Chantavong, a humble woman who has won two UNESCO craft awards, receives a modicum of support from non governmental groups. In the absence of serious overseas connections and production advice, Chantavong’s business, upon which the lives and wellbeing of literally hundreds of Laos depend, is still just getting by.

Her only design input is from her daughters and the odd traveller who stays at the sericulture farm. "I need to be able to fix colours naturally to guarantee our products," she tells me.

The U.N.'s Food and Agriculture Organisation (FAO) nominated 2009 as its year of natural fibres. Lao should be awash with activities, but there was no response to enquiries at the FAO office in Vientiane.

FAO has not been in touch with Anoumone Kittirath, deputy director-general of Lao's Ministry of Industry and Commerce. She did not know of any activities planned nor did Somsanouk Mixay of the Lao Handcrafts Association (LHA).

This is a country that celebrates natural fibres every day. Its elegant men and women wear silk as a matter of course. Silk has fostered trade with its neighbours for centuries and is as Lao as sticky rice and unexploded bombs.

Khampheng Phonehome has a new motorcycle. It's a gleaming red with a basket on the front.
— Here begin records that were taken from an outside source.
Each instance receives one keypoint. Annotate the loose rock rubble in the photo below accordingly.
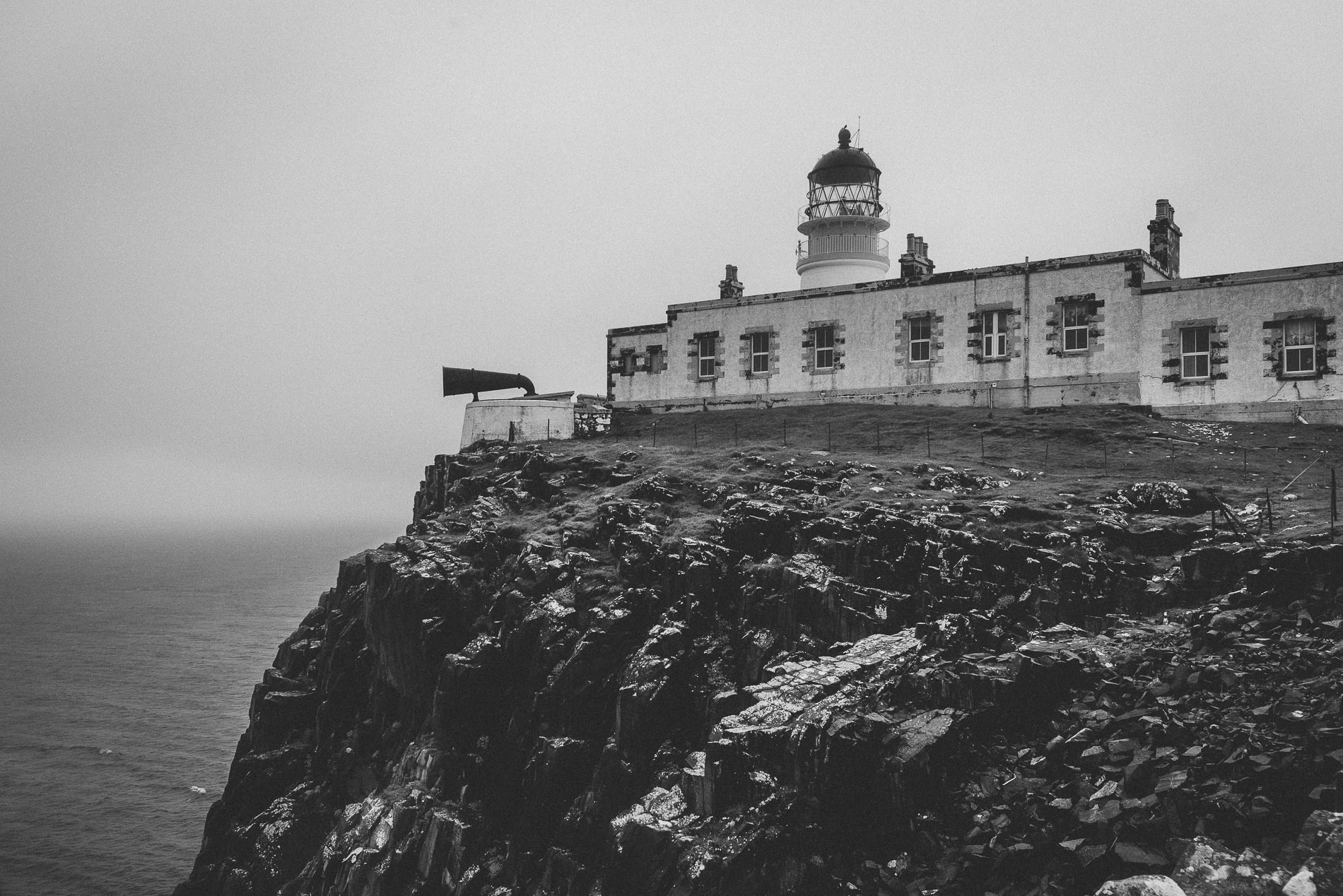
(577, 678)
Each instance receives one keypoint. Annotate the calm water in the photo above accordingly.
(125, 669)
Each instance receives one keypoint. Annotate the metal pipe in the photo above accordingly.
(1025, 329)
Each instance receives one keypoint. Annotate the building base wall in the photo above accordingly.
(1057, 391)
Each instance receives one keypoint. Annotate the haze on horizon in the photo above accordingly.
(238, 241)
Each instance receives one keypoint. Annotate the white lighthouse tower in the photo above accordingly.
(843, 219)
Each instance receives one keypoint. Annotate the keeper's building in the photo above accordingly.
(1089, 329)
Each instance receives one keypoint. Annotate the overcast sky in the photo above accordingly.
(238, 240)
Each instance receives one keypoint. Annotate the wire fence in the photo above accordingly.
(1280, 469)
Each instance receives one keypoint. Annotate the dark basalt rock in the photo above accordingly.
(809, 700)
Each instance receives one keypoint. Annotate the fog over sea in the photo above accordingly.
(127, 663)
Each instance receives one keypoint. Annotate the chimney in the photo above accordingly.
(915, 262)
(1165, 238)
(731, 286)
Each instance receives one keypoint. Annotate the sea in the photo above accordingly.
(127, 664)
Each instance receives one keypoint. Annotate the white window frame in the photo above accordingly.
(922, 344)
(1192, 358)
(1299, 347)
(708, 347)
(1077, 329)
(995, 334)
(759, 356)
(823, 356)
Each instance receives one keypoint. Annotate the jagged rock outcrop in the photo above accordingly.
(577, 678)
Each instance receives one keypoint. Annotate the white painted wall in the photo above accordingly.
(534, 420)
(841, 271)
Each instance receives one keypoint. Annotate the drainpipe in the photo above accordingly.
(1025, 339)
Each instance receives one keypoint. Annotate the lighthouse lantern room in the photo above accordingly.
(843, 219)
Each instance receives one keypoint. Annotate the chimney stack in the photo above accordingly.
(1165, 238)
(731, 286)
(915, 262)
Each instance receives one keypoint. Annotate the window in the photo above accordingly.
(1074, 328)
(1299, 347)
(920, 339)
(825, 348)
(1195, 356)
(708, 348)
(759, 353)
(995, 334)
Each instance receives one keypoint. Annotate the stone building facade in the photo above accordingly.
(1089, 329)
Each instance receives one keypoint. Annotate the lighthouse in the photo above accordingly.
(843, 219)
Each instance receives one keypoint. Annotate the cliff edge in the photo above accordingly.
(585, 673)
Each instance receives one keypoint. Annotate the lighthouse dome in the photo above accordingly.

Already sitting on the bike is his 8-year-old daughter who he is about to take to school 6 km away.

"My wife bought this motorbike by weaving and selling pha sinhs (traditional Lao skirt) to passing traders," he told me. "I am just a farmer. The bike helps me take chickens to market."

Women set up cooperatives to make silk products and seek loans "They vet the woman getting the loan. To make sure her husband does not gamble or drink," says Shui Meng Ng. "But unless its International Women’s Day or the annual handcraft festival, creative activities get only lip service."

Rassanikone Nanong known as Nikone of the LHA dreams of a design centre with visiting artists to advise and build local skills and knowledge. "Silk and our natural products have so many applications," she sighs.

Instead of designers and textile technicians, Lao entices engineers to build dams and mines; export processing zones expand. Environmental consultants and gender specialist arrive to fix up the mess and to make sure women participate in this transformation. But they are there all the time, quietly weaving.